You aren't being very clever. We have been discussing this topic to death over the last 5 years.

Do the cars need to be able to drive when the HD Maps are not accurate / out-of-date ? Yes. If they can drive when they don't have the benefit of accurate HD maps, why do they need HD Maps to start with ?

Everyone in the industry understands (explicitely stated by GM, MobilEye among others) that HD Maps are not scalable.
 
What if autonomous systems used additional data points to assist it? To your example, what if the NN's queried Google Live Traffic during the drive, and noticed that traffic is backing up around the curve, so it begins slowing down? The downside to that is the quality of Google's data. If the road shows red, but there isn't really any traffic there, your car will start slowing down for no reason.
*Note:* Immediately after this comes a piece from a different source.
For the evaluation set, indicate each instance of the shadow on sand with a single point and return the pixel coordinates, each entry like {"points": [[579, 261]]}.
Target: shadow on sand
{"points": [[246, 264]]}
Theses types of inputs could only help, it seems to me, but Elon has made it clear he doesn't want this kind of data in FSD. They already said high-definition maps were not needed and not wanted because it would limit the operating domain, and the release notes for 10.11 mentioned that they were even relying less on the conventional map data and more on the vision system. I think Tesla is stuck on this concept of "if humans can do it with two eyes, then Teslas can do it with eight eyes all the better," but that logic (as I explained above) just doesn't ring true to me.

Exactly .. and the car can do that for ANY curve, not just the ones you happen to know about because you use that route every day. While its true that humans CAN out-think anything we can build today (or in the foreseeable future) I think many people over-estimate human attentiveness in everyday driving. Almost everyone "spaces out" to an extent when driving, especially on familiar routes. That's when the car will do better then a human. Of course, a human will be needed to handle extraordinary (in the literal sense of the word) situations, such as a police stop or an accident blocking the road.
The problem with all of this is it's dependent on a ton of interconnected technology and falls apart as soon as any of the links fall apart. (just as an example, I was driving to work today and had no connectivity in suburban Minneapolis.) Not to mention the issues faced when you get to less-traveled areas, new obstacles, etc.